制御性Tcell(Treg)は脳梗塞の回復に重要

Brain regulatory T cells suppress astrogliosis and potentiate neurological recovery.
Nature. 2019 565(7738):246-250.
Ito M, Komai K, Mise-Omata S, Iizuka-Koga M, Noguchi Y, Kondo T, Sakai R, Matsuo K, Nakayama T, Yoshie O, Nakatsukasa H, Chikuma S, Shichita T,5, Yoshimura A.

Abstract
制御性T細胞(Treg)の慢性期脳梗塞回復過程の関与を検討した。脳内Tregは他臓器内Tregと違いセロトニンレセプターを発現しており、増殖にはIL2,IL33,セロトニンが関係し、遊走にはCCL1,CCL20が関係していた。Tregはアンフィレグリンを分泌することで異常なグリオーシスを抑制し、結果、脳梗塞からの回復を促していた。

Figureの説明>

Treg
を除去(DREG)すると、グリオーシスが脳梗塞の辺縁だけでなく内部にも発生し(左上)、面積が大きい(右上)。また運動機能の回復も悪い(左下)が、梗塞のサイズは変わっていない(右下)。

Introduction
制御性TcellTreg)が脳梗塞急性期に炎症抑制効果(IL10分泌)があると報告されているが、この時期は数も少なくその効果は懐疑的である。

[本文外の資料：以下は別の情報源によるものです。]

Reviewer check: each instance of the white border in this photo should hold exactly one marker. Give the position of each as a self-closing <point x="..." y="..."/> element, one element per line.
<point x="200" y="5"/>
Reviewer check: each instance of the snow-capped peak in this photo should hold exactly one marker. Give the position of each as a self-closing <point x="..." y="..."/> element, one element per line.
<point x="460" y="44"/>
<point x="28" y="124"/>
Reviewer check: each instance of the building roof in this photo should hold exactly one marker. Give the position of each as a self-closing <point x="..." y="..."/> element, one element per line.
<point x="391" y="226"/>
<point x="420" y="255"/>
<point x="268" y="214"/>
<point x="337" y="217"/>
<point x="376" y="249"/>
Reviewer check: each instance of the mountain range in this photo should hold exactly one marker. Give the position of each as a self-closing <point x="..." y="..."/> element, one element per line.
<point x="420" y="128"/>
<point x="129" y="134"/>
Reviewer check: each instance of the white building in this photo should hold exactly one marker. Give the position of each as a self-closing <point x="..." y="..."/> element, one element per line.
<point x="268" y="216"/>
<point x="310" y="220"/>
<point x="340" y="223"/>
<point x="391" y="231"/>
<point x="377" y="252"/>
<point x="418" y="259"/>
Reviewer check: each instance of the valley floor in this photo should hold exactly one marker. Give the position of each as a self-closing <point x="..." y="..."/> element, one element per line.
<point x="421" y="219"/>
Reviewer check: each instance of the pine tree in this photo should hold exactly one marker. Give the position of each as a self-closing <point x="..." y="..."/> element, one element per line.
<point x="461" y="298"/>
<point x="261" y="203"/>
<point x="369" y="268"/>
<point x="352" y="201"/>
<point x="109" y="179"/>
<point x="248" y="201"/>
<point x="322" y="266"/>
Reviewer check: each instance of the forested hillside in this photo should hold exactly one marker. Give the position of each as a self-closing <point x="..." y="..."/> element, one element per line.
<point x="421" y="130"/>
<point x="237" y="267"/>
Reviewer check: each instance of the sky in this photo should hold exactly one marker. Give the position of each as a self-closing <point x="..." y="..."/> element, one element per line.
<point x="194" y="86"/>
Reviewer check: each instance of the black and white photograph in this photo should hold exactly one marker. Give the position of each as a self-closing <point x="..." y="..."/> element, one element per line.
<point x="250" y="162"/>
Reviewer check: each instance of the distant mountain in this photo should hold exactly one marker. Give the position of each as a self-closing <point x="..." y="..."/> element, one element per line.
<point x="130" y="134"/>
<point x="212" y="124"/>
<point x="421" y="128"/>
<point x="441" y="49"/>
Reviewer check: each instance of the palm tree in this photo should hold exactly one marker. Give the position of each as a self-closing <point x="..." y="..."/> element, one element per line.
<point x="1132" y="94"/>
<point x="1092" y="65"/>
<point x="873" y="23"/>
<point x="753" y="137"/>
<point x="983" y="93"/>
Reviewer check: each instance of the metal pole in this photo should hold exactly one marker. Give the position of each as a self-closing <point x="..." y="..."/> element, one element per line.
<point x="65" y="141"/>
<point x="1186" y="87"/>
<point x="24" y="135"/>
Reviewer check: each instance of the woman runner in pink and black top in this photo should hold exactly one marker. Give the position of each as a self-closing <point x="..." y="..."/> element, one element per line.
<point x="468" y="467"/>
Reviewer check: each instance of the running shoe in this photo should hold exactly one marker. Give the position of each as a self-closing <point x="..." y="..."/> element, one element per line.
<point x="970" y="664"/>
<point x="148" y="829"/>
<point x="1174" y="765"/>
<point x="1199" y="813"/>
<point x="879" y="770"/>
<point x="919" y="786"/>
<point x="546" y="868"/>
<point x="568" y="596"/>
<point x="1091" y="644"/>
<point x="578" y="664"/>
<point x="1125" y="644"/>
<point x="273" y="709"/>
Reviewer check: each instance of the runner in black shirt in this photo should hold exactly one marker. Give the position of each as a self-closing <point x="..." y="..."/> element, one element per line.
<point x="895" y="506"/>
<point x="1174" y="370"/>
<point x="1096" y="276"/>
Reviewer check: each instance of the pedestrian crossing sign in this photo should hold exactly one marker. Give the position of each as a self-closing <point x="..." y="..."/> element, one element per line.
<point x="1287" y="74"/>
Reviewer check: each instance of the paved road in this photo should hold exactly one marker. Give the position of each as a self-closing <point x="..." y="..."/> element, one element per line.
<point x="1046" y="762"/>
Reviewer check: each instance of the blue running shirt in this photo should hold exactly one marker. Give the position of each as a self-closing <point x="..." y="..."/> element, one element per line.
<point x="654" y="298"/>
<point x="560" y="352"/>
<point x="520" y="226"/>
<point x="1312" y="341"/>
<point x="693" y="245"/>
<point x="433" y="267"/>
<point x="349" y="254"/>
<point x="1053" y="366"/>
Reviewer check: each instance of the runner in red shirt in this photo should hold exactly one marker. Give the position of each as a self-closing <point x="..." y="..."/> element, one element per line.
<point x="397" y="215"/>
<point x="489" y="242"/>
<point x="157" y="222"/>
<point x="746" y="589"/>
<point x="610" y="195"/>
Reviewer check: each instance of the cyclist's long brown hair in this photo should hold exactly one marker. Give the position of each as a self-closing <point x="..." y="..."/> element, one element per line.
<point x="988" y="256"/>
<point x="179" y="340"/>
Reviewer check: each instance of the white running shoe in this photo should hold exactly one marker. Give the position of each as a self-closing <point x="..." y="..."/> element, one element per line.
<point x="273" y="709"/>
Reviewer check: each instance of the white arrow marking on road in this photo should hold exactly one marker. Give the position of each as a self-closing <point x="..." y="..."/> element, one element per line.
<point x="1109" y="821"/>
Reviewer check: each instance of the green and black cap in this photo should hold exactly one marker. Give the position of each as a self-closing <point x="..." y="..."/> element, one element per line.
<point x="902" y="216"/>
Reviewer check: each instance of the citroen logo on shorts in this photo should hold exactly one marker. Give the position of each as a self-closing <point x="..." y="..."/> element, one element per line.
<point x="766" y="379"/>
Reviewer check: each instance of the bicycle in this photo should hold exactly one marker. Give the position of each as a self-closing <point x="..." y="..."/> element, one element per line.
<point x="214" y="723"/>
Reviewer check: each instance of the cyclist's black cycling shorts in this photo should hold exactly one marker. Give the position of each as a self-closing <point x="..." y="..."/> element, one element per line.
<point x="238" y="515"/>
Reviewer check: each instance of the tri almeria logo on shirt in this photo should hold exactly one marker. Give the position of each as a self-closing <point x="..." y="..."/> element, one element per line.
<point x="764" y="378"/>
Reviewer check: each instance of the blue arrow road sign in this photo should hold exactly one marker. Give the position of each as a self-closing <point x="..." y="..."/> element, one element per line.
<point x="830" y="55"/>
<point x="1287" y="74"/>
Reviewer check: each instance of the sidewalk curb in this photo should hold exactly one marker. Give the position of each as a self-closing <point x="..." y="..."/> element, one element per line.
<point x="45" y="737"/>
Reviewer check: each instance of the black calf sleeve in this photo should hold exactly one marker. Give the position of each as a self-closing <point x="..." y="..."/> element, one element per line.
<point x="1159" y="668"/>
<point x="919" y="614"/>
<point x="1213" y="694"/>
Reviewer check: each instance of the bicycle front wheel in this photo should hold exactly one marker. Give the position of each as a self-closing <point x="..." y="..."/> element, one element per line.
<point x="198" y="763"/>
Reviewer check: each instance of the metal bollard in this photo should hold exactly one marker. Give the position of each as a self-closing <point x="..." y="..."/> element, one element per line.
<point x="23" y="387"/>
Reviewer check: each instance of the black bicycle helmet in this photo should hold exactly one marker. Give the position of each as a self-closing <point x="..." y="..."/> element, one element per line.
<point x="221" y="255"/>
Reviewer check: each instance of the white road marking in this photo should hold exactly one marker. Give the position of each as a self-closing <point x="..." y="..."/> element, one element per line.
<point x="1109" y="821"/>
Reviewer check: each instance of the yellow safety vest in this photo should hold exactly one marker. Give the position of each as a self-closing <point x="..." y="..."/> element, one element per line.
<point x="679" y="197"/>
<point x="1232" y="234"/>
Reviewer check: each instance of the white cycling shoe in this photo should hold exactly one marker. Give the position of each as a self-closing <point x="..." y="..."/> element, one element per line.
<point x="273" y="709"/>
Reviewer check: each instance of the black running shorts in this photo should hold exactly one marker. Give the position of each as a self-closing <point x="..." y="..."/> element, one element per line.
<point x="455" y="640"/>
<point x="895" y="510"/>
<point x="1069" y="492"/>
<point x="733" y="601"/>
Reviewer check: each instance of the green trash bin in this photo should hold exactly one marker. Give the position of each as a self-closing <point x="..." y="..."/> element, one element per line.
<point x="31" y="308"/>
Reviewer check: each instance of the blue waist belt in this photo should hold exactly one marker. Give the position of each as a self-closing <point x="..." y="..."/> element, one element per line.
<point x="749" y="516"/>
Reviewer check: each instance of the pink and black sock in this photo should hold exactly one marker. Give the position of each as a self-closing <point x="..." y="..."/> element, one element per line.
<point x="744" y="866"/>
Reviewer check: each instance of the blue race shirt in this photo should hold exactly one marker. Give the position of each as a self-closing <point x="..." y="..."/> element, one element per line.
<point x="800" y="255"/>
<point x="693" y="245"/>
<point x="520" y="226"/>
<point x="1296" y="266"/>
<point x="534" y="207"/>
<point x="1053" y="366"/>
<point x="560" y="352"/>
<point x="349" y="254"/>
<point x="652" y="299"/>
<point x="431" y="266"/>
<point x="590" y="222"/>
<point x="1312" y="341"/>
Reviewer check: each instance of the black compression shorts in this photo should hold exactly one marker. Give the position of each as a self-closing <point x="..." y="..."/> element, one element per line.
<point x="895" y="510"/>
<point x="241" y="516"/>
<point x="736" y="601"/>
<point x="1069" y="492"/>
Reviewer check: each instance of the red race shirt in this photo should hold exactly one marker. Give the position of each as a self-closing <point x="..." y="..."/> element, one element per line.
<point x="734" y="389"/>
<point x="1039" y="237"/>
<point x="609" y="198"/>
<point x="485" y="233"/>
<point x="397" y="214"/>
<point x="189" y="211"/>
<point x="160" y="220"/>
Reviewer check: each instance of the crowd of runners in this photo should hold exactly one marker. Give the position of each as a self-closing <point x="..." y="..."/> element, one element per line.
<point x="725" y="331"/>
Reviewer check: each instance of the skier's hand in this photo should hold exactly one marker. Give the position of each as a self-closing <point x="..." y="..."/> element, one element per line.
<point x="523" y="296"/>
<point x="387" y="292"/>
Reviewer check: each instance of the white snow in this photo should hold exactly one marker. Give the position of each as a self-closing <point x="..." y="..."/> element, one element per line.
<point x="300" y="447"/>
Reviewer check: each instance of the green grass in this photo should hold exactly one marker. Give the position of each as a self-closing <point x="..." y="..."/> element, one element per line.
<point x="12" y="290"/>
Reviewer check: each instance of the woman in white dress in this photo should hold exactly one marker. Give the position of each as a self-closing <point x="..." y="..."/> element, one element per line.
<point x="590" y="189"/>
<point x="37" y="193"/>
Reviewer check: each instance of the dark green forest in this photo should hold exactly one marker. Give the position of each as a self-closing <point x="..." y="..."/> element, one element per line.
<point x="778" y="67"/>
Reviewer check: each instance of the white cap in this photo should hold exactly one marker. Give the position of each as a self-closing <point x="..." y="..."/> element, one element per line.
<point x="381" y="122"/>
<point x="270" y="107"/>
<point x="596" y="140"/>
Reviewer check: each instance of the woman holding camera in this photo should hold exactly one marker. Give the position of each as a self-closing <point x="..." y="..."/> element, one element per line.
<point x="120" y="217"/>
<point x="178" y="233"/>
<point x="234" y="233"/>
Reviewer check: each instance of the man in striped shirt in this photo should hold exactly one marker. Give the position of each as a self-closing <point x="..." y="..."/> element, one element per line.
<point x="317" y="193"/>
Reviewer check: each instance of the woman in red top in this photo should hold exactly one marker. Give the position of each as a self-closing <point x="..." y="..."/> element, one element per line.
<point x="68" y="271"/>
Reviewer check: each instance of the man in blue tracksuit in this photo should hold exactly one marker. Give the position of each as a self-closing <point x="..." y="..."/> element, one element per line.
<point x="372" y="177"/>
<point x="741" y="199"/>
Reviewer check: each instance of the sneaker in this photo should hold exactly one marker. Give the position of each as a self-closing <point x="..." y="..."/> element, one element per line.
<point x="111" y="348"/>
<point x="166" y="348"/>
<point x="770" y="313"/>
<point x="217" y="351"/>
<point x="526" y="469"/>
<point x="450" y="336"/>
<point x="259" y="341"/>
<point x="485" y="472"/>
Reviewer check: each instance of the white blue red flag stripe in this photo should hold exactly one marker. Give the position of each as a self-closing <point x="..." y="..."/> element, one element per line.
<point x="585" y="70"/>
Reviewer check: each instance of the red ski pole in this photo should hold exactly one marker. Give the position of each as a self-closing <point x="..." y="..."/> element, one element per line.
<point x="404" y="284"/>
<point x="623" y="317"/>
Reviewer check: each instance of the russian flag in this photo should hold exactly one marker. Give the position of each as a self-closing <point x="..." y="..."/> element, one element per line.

一方亜急性期以降では脳内Tregは明らかに増え、何らかの効果があると思われるため検討した。

Methods
C57BL以外にも様々な遺伝子ノックアウトマウスを使用。脳梗塞はスレッドモデルで、脳内細胞(Tcellやマイクログリアやアストロサイト)は酵素で脳を溶かし獲得した。細胞はFACSによる表面抗原測定や遺伝子改変(CRISPER-Cas9)による効果、次性代シークエンサーによる表面抗原検索を行った。

Results
Tregは機能回復に必要(Treg除去マウスで回復遅延&グリア瘢痕拡大&脳内毒性マーカーmRNA増加&penumbra領域の神経細胞死増加)。またTreg除去マウスにTregを投与すると元に戻せた。脳内Tregは他臓器Tregと違うレセプター(セロトニン、CCR6/8)とmRNA(アンフィレグリン)を発現し、CCL1/20を認識して脳内に入ってきて、アンフィレグリンを分泌してIL6STAT3 パスウェーを介してグリア瘢痕を抑制していた。

<川堀の感想>
非常に情報量の多い論文で素晴らしい研究だと思う。まとめると制御性Tリンパ球は慢性期に回復を支援しその機序はアストロサイトのグリオーシスを抑制するとのことであった。しかし画像を見る限り、病的な部分と正常な部分を分けるグリオーシスの働きが阻害されているように見え、Tregを除去した結果グリア細胞が正しく境界にグリオーシスを作れなくなったこともTregが必要な理由では無いかと考えた。つまり単純にアストログリオーシスの発現量を減らしたことが回復に意味があった訳では無く、グリオーシスの遊走能に関与したかもしれないと考えた。私はグリオーシスは必ずしも悪者では無いと考えている。